O Exame Nacional de Desempenho dos Estudantes (Enade), aplicado pelo Ministério da Educação, tem o objetivo de medir o rendimento dos estudantes de graduação e seus resultados compõem os indicadores de qualidade dos cursos e das instituições de ensino superior no Brasil. Até este ano, a USP não participava do exame. No entanto, em sessão realizada no dia 24 de junho, o Conselho Universitário aprovou a adesão já a partir de 2025. Para explicar os motivos e os impactos dessa decisão, esta edição do boletim Por Dentro da USP conversa com o pró-reitor de Graduação da Universidade, Aluisio Segurado.

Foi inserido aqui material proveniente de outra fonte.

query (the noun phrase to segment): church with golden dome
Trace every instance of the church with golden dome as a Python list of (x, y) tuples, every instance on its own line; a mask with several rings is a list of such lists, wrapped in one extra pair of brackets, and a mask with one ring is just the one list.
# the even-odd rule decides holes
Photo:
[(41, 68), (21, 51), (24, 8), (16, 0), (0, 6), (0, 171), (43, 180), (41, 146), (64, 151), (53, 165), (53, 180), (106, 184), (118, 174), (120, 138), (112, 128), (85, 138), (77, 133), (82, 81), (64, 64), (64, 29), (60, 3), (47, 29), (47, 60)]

O pró-reitor de Graduação da USP, Aluisio Segurado – Foto: Marcos Santos/USP Imagens
“Na pós-graduação, este tipo de participação já é muito tradicional na nossa universidade. Desde a criação do sistema de avaliação da pós-graduação pela Coordenação de Aperfeiçoamento de Pessoal de Nível Superior (Capes), a USP sempre teve um papel muito destacado — eu diria até protagonista — e de muito aprendizado na troca de experiências com outras instituições. Então, quando assumimos a Pró-Reitoria de Graduação, em 2022, começamos a trabalhar a possibilidade de buscar um consenso para levar a USP a aderir também ao Sinaes, que é o Sistema Nacional de Avaliação da Educação Superior, e que tem na prova do Enade um dos seus componentes”, explica.

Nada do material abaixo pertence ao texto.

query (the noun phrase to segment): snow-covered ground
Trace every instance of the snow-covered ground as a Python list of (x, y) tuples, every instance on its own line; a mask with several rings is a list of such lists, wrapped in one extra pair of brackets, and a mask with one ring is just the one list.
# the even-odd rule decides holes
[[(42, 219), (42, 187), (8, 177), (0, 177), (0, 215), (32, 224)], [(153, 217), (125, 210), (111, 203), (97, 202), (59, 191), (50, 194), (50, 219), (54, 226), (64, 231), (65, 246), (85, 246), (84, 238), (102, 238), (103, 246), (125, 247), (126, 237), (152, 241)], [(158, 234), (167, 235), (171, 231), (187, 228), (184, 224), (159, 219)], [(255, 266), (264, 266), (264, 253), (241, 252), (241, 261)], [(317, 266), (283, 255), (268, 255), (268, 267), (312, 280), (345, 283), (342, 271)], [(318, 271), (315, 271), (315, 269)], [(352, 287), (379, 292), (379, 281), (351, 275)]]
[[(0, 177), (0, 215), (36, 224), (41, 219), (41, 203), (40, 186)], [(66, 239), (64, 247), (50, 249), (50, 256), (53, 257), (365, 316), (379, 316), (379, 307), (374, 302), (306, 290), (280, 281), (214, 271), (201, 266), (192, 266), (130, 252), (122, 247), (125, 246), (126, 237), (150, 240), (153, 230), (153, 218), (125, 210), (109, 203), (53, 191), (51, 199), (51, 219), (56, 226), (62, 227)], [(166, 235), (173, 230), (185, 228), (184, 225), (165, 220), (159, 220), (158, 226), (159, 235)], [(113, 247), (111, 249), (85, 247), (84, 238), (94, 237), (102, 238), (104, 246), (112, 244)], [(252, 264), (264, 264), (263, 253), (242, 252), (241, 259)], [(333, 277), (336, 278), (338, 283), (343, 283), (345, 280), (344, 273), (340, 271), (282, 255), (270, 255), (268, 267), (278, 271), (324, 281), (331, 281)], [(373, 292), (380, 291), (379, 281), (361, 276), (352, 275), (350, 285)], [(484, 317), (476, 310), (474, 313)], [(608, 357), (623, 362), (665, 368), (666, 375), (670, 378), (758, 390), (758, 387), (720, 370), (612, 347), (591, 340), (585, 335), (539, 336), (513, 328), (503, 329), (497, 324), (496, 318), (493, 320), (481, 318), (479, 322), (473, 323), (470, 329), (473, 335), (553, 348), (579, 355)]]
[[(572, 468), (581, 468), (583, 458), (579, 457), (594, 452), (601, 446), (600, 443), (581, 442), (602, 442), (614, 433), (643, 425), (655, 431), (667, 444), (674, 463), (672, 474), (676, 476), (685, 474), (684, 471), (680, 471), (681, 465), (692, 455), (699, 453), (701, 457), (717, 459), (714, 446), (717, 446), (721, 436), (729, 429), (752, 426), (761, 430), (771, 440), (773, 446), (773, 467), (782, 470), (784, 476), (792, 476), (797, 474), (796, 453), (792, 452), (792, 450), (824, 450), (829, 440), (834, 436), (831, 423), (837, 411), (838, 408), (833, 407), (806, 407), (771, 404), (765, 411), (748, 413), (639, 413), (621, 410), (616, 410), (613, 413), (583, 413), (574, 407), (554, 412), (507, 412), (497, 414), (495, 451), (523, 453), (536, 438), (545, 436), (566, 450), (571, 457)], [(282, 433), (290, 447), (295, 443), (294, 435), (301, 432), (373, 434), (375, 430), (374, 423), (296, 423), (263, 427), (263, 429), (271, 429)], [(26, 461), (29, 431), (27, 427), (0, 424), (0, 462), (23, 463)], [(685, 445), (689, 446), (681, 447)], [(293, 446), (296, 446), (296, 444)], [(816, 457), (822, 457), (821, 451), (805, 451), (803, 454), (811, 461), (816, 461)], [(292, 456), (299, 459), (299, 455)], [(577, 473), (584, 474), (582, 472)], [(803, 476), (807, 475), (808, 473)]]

Para ele, um dos grandes desafios foi a elaboração de um entendimento coletivo a respeito do tema: “Este movimento envolveu ampla discussão com a comunidade universitária. A construção de consensos em uma instituição muito grande, como é a nossa, é um processo que exige muito diálogo com professores, estudantes, entidades estudantis e dirigentes. Então trabalhamos intensamente, fazendo mais de 20 reuniões em todos os campi da USP, na capital e no interior, tirando dúvidas e esclarecendo os estudantes e os professores sobre as vantagens da adesão”.
Segurado destaca que, ao longo das deliberações, dirigentes do próprio Ministério da Educação estiveram na USP apresentando transformações pelas quais o Enade tem passado e que, entre elas, há duas mudanças importantes, que ampliam a utilidade da nota do Enade para os estudantes, acrescentando ainda mais vantagens à participação: “Este ano está sendo introduzida uma modificação que torna o Enade dos cursos de medicina e dos cursos de licenciatura uma oportunidade para o aluno utilizar a nota em concursos públicos. No caso dos egressos do curso de medicina, a nota poderá ser usada no Exame Nacional de Residência Médica (Enare), uma prova nacional à qual já se filiaram muitas universidades. Isso amplia o leque de oportunidades para o estudante se inserir, logo após a graduação, em um programa que lhe conferirá a especialidade médica. No caso das licenciaturas foi criado algo semelhante, denominado Prova Nacional Docente (PND), um exame nacional de concurso público para ingresso no magistério. Municípios e Estados podem aderir a essa prova única, utilizando sua classificação como forma de seleção para professores concursados”, explica.
“Nós, aqui na Universidade de São Paulo, sempre primamos pela promoção da qualidade e da excelência. Se, de um lado, temos mecanismos internos de avaliação, era fundamental agregar a esse processo uma avaliação externa, conduzida por pares, que nos permitisse esse feedback da sociedade sobre a formação que realizamos. Além disso, a adesão ao Sinaes nos permitirá obter dados de avaliação institucional em comparação com as outras instituições do País, algo que tem um valor acadêmico enorme, por nos dar um olhar transversal sobre nossas fortalezas e também sobre as oportunidades de aprimoramento”, avalia.